Diffbot Launches Knowledge Graph-Based AI Chatbot to Tackle 'Hallucination' Issues

2025-01-10

Recently, Diffbot Technologies Corp., a knowledge graph startup, announced an optimized AI chatbot built on Meta Platforms Inc.'s Llama 3.3 model with the addition of graph retrieval-augmented generation technology to enhance answer accuracy.

Diffbot's AI model stands out by not relying on large databases for training but instead learns how to search for information within its vast knowledge graph. This knowledge graph contains over one trillion interconnected facts and is continuously updated. Over the past eight years, it has been crawling public internet data, categorizing web pages into categories like people, companies, articles, and products, while using natural language processing and computer vision technologies to extract up-to-date information to maintain database timeliness.

The knowledge graph updates every four to five days, adding millions of new data points that drive the latest AI models, ensuring answers are based on the most current and accurate information. This approach differs from most other large language models (LLMs), which rely on static information encoded in their training data.

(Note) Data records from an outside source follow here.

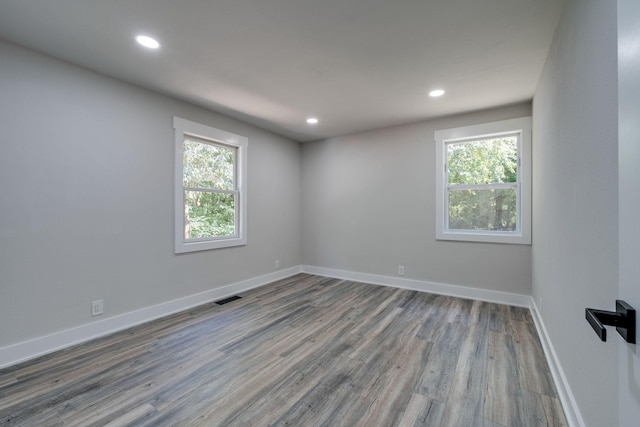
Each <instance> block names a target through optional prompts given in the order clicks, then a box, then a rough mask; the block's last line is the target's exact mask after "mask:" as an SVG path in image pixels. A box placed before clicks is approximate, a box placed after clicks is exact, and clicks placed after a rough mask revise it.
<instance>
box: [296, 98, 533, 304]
mask: <svg viewBox="0 0 640 427" xmlns="http://www.w3.org/2000/svg"><path fill="white" fill-rule="evenodd" d="M530 114H531V106H530V104H522V105H517V106H512V107H506V108H500V109H495V110H490V111H484V112H479V113H473V114H465V115H460V116H454V117H448V118H443V119H438V120H432V121H424V122H420V123H414V124H408V125H403V126H397V127H391V128H386V129H381V130H374V131H370V132H363V133H358V134H355V135H349V136H343V137H337V138H330V139H326V140H322V141H316V142H311V143H306V144H304V145H303V148H302V170H303V208H302V218H303V258H304V264H305V265H310V266H316V267H323V268H329V269H338V270H347V271H352V272H358V273H368V274H374V275H382V276H396V275H397V271H398V265H404V266H405V271H406V274H405V276H404V277H405V278H409V279H415V280H420V281H427V282H436V283H442V284H449V285H462V286H467V287H473V288H482V289H488V290H495V291H503V292H510V293H516V294H529V293H530V291H531V247H530V246H525V245H500V244H486V243H463V242H444V241H436V240H435V172H434V165H435V144H434V142H433V137H434V136H433V133H434V131H435V130H438V129H447V128H452V127H459V126H466V125H472V124H478V123H486V122H491V121H497V120H503V119H510V118H515V117H525V116H529V115H530Z"/></svg>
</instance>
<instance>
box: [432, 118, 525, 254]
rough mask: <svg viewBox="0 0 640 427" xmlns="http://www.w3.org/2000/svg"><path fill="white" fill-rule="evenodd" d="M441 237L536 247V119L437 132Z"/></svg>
mask: <svg viewBox="0 0 640 427" xmlns="http://www.w3.org/2000/svg"><path fill="white" fill-rule="evenodd" d="M435 139H436V153H437V155H436V163H437V164H436V167H437V169H436V170H437V171H438V172H437V175H436V183H437V188H436V209H437V215H436V218H437V219H436V238H437V239H440V240H466V241H479V242H496V243H523V244H529V243H531V225H530V224H531V212H530V203H531V202H530V200H531V187H530V186H531V184H530V175H531V170H530V152H531V119H530V118H522V119H513V120H505V121H502V122H494V123H487V124H482V125H474V126H467V127H462V128H455V129H447V130H442V131H436V132H435Z"/></svg>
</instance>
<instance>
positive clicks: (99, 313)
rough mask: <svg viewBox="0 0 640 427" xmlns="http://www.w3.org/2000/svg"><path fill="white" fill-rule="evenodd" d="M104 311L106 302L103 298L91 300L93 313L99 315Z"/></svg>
mask: <svg viewBox="0 0 640 427" xmlns="http://www.w3.org/2000/svg"><path fill="white" fill-rule="evenodd" d="M102 313H104V303H103V302H102V300H101V299H99V300H97V301H91V315H92V316H99V315H101V314H102Z"/></svg>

Diffbot believes its AI model can provide more accurate and transparent responses by searching for the latest information in the knowledge graph and extracting relevant data. For instance, when asked about recent news events, the model searches for the latest updates in the knowledge graph, extracts the most pertinent data, and cites the source of the information provided to users.

According to Diffbot's founder and CEO, the AI industry will shift towards smaller models with around one billion parameters rather than the current trend of developing LLMs with tens of billions of parameters. He argues that attempting to integrate all the latest knowledge into AI models is unsustainable; instead, teaching models to use necessary tools to search external knowledge is a better approach.

Diffbot's AI model aims to address the "hallucination" problem where AI models, unable to answer user questions, fabricate answers rather than admit ignorance. This tendency increases the risk of deploying AI systems, whereas Diffbot's solution builds the system on "verifiable facts".

In tests, Diffbot's model scored 81% on the FreshQA benchmark, designed to evaluate real-time factual knowledge mastery, outperforming Gemini and ChatGPT. Additionally, it achieved 70.36% on the MMLU-Pro test, assessing academic knowledge proficiency.

The Diffbot model is open-source, allowing enterprises to download and run it on their own machines, fine-tuning it according to their needs. Companies can customize the model to search their own databases alongside Diffbot's knowledge graph. Running it locally also enhances privacy protection.

Currently, Diffbot provides data services to companies such as Duck Duck Go Inc., Cisco Systems Inc., and Snap Inc., and hopes its LLM will be adopted by more enterprises for workloads requiring high precision and full accountability. The model is now available for download on GitHub, with a public demo platform at diffy.chat. Enterprises can choose between an 800 million parameter version running on a single Nvidia A100 GPU or a 7 billion parameter version requiring two H100 GPUs.